While sitting one evening with my terminally ill elderly mother, she again asked me to help her end her suffering.  This time it was, “Could you just go get the hammer and hit me in the head?” Her previous requests had included “Son, you are a doctor, can’t you do something to help me with this?”  And then, “They treat animals better than this.”

On previous occasions, I had to remind my mom that we lived in one of the 48 states in the USA that does not have a death-with-dignity euthanasia law.  Her response was, “Then can you move me to Oregon or Washington?”

Rick Sontheimer is an old friend of mine.  His article is well-written, deep and important.  You can access it at Kevinmd.com.

Thursday, September 24, 2015

Escape From the Land of the Pink Bibs


This is the story of Narcy Houle’s father, a highly respected orthopedic surgeon, developed Alzheimer’s.  During the course of the disease, he broke his hip. One day when we visited him at the nursing center, about six months after his accident, we found him sitting in a row of patients all wearing pink bibs, left on after they had finished eating. Like the others, his head was bent toward his lap; though his eyes were open, they were not focused on anything. His shoulders slouched, like a rag doll’s, and his mouth hung slightly ajar.
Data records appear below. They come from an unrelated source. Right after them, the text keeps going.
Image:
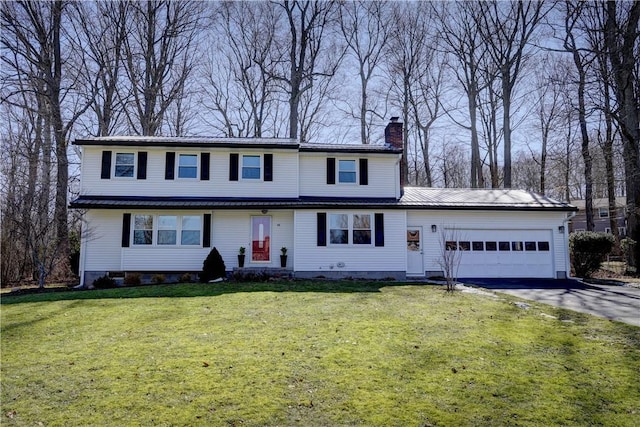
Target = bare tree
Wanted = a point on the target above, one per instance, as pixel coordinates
(507, 29)
(306, 55)
(406, 51)
(450, 256)
(549, 93)
(34, 34)
(239, 87)
(581, 62)
(364, 27)
(460, 34)
(101, 31)
(159, 58)
(621, 41)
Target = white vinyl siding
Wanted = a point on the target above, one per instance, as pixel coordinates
(124, 165)
(383, 176)
(101, 240)
(345, 258)
(284, 184)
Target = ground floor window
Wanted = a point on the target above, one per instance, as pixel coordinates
(350, 228)
(143, 229)
(167, 230)
(261, 238)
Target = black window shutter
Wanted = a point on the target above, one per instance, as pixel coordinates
(233, 166)
(268, 167)
(205, 160)
(364, 172)
(206, 231)
(105, 173)
(142, 165)
(322, 229)
(331, 170)
(379, 224)
(126, 229)
(170, 165)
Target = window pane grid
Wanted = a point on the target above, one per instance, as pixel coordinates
(188, 166)
(251, 167)
(362, 229)
(347, 171)
(167, 228)
(124, 165)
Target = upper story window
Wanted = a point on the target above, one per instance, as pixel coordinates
(339, 229)
(124, 165)
(347, 171)
(250, 167)
(167, 229)
(190, 232)
(188, 166)
(143, 230)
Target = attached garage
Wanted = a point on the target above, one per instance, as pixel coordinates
(504, 253)
(498, 233)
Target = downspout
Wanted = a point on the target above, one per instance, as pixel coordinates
(83, 248)
(567, 266)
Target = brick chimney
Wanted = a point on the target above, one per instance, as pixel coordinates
(393, 133)
(393, 138)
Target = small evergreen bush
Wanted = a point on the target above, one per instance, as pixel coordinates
(104, 282)
(213, 267)
(588, 249)
(132, 279)
(185, 278)
(158, 279)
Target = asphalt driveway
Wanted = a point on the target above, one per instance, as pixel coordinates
(621, 303)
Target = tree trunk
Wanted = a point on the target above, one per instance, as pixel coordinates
(506, 124)
(62, 175)
(623, 63)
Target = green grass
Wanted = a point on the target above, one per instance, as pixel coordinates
(310, 354)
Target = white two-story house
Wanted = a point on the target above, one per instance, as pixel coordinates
(159, 204)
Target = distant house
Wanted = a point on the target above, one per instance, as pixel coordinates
(159, 204)
(601, 216)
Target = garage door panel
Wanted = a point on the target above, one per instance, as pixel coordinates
(526, 255)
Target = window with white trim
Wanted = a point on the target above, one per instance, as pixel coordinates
(339, 229)
(361, 229)
(190, 232)
(250, 167)
(347, 229)
(143, 229)
(187, 166)
(124, 165)
(167, 229)
(347, 171)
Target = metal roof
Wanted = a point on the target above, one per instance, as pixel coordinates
(120, 202)
(163, 141)
(472, 198)
(413, 198)
(283, 143)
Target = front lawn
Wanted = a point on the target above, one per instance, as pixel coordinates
(310, 354)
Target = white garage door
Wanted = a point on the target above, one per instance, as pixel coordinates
(504, 253)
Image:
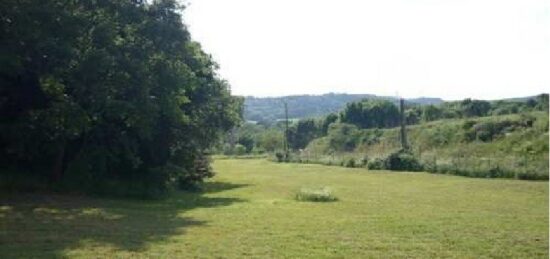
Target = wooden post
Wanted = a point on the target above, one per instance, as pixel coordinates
(402, 121)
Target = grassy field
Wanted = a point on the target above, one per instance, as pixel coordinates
(248, 210)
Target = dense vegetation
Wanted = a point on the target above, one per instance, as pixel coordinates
(506, 138)
(106, 96)
(270, 109)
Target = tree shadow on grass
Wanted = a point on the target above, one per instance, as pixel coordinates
(37, 225)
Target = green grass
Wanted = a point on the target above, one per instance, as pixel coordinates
(249, 210)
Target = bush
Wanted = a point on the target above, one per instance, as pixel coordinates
(376, 164)
(240, 150)
(315, 195)
(402, 160)
(350, 163)
(364, 161)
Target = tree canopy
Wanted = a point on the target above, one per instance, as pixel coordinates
(106, 95)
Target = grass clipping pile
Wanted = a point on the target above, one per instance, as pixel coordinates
(323, 194)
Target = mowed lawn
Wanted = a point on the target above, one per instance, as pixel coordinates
(248, 210)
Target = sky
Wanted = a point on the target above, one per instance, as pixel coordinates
(452, 49)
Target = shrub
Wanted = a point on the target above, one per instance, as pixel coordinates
(350, 163)
(402, 160)
(376, 164)
(315, 195)
(240, 150)
(280, 156)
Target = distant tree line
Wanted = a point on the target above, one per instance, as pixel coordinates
(344, 127)
(107, 96)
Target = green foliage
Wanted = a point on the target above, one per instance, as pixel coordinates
(376, 164)
(302, 133)
(108, 96)
(351, 163)
(371, 114)
(240, 150)
(342, 137)
(315, 195)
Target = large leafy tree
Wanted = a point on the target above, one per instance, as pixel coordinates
(107, 94)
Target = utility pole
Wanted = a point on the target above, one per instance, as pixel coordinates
(404, 143)
(286, 131)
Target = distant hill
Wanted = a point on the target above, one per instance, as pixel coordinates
(307, 106)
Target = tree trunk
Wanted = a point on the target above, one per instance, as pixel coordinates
(57, 172)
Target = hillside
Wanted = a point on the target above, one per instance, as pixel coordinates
(270, 109)
(514, 146)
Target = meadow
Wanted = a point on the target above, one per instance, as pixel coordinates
(248, 210)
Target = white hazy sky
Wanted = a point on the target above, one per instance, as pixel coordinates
(453, 49)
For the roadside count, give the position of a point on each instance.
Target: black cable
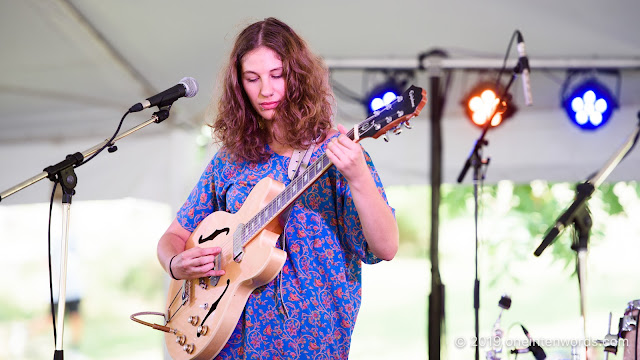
(53, 315)
(109, 142)
(506, 56)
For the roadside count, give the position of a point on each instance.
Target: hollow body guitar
(202, 313)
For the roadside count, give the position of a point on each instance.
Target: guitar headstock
(392, 116)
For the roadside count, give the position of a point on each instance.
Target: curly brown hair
(306, 110)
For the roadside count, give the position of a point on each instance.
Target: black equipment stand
(63, 173)
(475, 159)
(578, 215)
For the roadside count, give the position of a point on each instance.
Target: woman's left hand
(347, 156)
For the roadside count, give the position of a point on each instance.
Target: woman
(276, 99)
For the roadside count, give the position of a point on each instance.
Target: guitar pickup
(213, 280)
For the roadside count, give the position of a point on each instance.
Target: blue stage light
(590, 104)
(383, 95)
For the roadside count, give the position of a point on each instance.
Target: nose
(267, 88)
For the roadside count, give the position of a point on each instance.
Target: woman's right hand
(195, 263)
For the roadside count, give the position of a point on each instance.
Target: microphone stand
(475, 159)
(63, 173)
(578, 215)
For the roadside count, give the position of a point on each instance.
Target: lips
(269, 105)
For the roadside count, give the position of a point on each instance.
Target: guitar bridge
(213, 280)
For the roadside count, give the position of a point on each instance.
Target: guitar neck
(283, 200)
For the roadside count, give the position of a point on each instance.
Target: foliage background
(117, 239)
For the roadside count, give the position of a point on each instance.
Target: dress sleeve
(351, 234)
(200, 202)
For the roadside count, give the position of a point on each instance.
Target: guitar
(202, 313)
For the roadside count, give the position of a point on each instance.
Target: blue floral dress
(321, 278)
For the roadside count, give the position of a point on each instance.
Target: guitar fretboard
(290, 193)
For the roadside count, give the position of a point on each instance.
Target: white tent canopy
(72, 68)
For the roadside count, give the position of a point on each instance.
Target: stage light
(385, 92)
(589, 104)
(481, 102)
(383, 95)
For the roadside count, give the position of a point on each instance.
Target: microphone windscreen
(191, 86)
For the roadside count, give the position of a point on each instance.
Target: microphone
(535, 349)
(524, 64)
(187, 87)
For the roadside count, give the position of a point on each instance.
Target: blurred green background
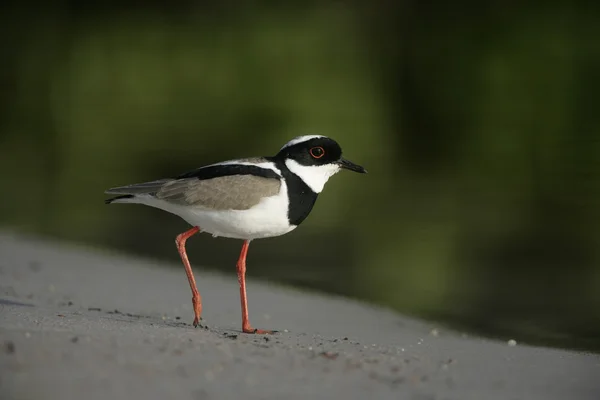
(478, 123)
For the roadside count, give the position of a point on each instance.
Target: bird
(244, 199)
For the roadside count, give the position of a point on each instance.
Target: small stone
(9, 347)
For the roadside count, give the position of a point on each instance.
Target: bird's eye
(317, 152)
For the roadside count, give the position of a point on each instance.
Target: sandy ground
(78, 324)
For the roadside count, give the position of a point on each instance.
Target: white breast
(266, 219)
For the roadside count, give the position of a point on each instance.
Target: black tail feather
(125, 196)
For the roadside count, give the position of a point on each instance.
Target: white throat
(315, 176)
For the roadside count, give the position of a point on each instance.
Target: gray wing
(234, 192)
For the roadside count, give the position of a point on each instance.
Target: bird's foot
(197, 323)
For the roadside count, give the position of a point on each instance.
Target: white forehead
(300, 139)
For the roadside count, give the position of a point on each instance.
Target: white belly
(267, 219)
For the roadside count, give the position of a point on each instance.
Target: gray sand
(78, 324)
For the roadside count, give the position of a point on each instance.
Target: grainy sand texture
(82, 324)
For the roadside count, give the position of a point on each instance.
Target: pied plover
(245, 199)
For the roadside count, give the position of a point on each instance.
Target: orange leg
(196, 299)
(241, 267)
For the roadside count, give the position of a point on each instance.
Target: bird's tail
(126, 198)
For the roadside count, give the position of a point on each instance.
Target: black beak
(351, 166)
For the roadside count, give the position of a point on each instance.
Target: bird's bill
(347, 164)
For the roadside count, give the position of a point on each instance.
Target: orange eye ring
(317, 152)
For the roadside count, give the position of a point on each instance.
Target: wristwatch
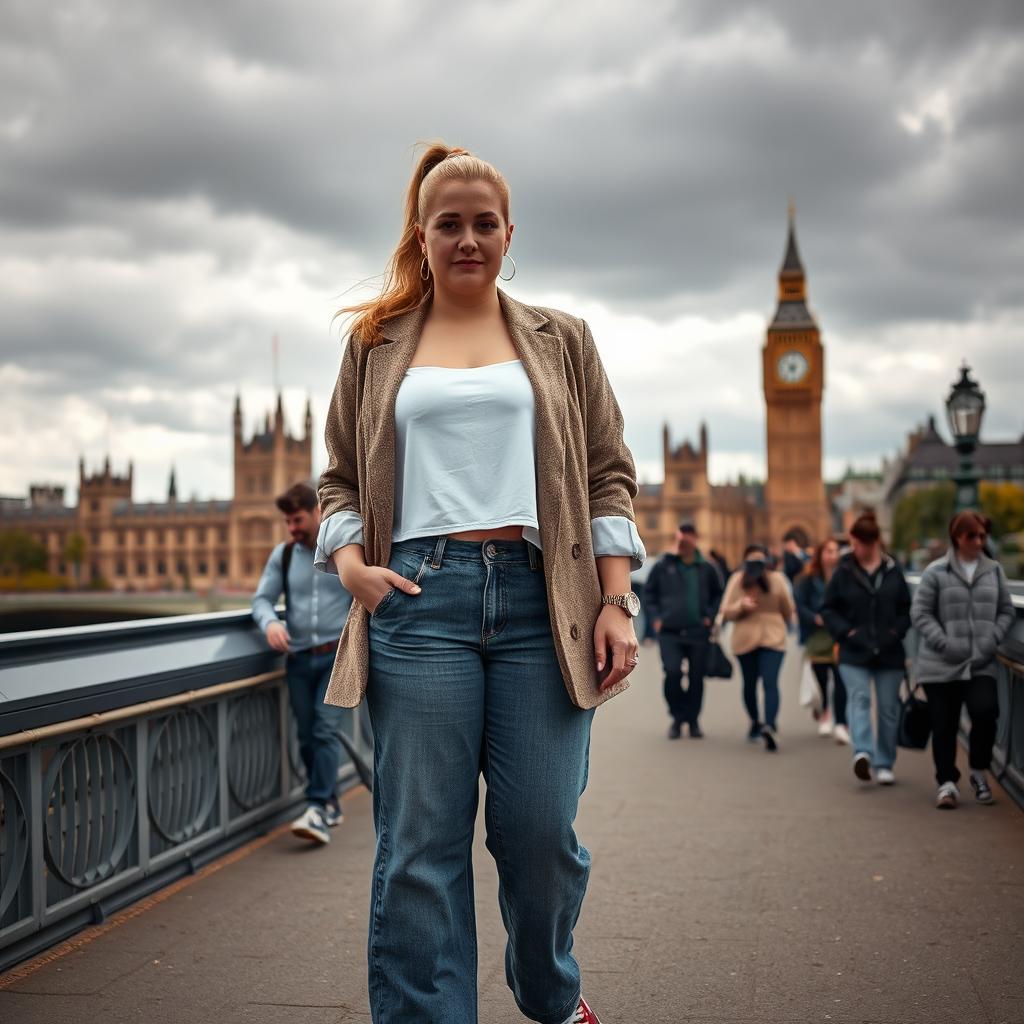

What he needed was a geriatrician.  Most health care professionals have had little to no training in the care of older adults. Currently, 97 percent of all medical students in the United States do not take a single course in geriatrics.

Recent studies show that good geriatric care can make an enormous difference.  Older adults whose health is monitored by a geriatrician enjoy more years of independent living, greater social and physical functioning and lower presence of disease. In addition, these patients show increased satisfaction, spend less time in the hospital, exhibit markedly decreased rates of depression and spend less time in nursing homes.

See:  An Aging Population, Without the Doctors to Match by Marcy Cottrell Houle (NY Times, September 23, 2015)

Saturday, August 29, 2015

A Racial Gap in Attitudes Toward Hospice Care

Dateline Buffalo: Twice already, Narseary and Vernal Harris have watched a son die. The first time — Paul, at 26 — was agonizing and frenzied, his body tethered to a machine meant to keep him alive as his sickle cell anemia  progressed. When the same illness ravaged Solomon, at 33, the Harrises reluctantly turned to hospice in the hope that his last days might somehow be less harrowing than his brother’s.

This is a fine article about hospice use in the black community. about why it is less frequently sought, and why blacks distrust the health care system.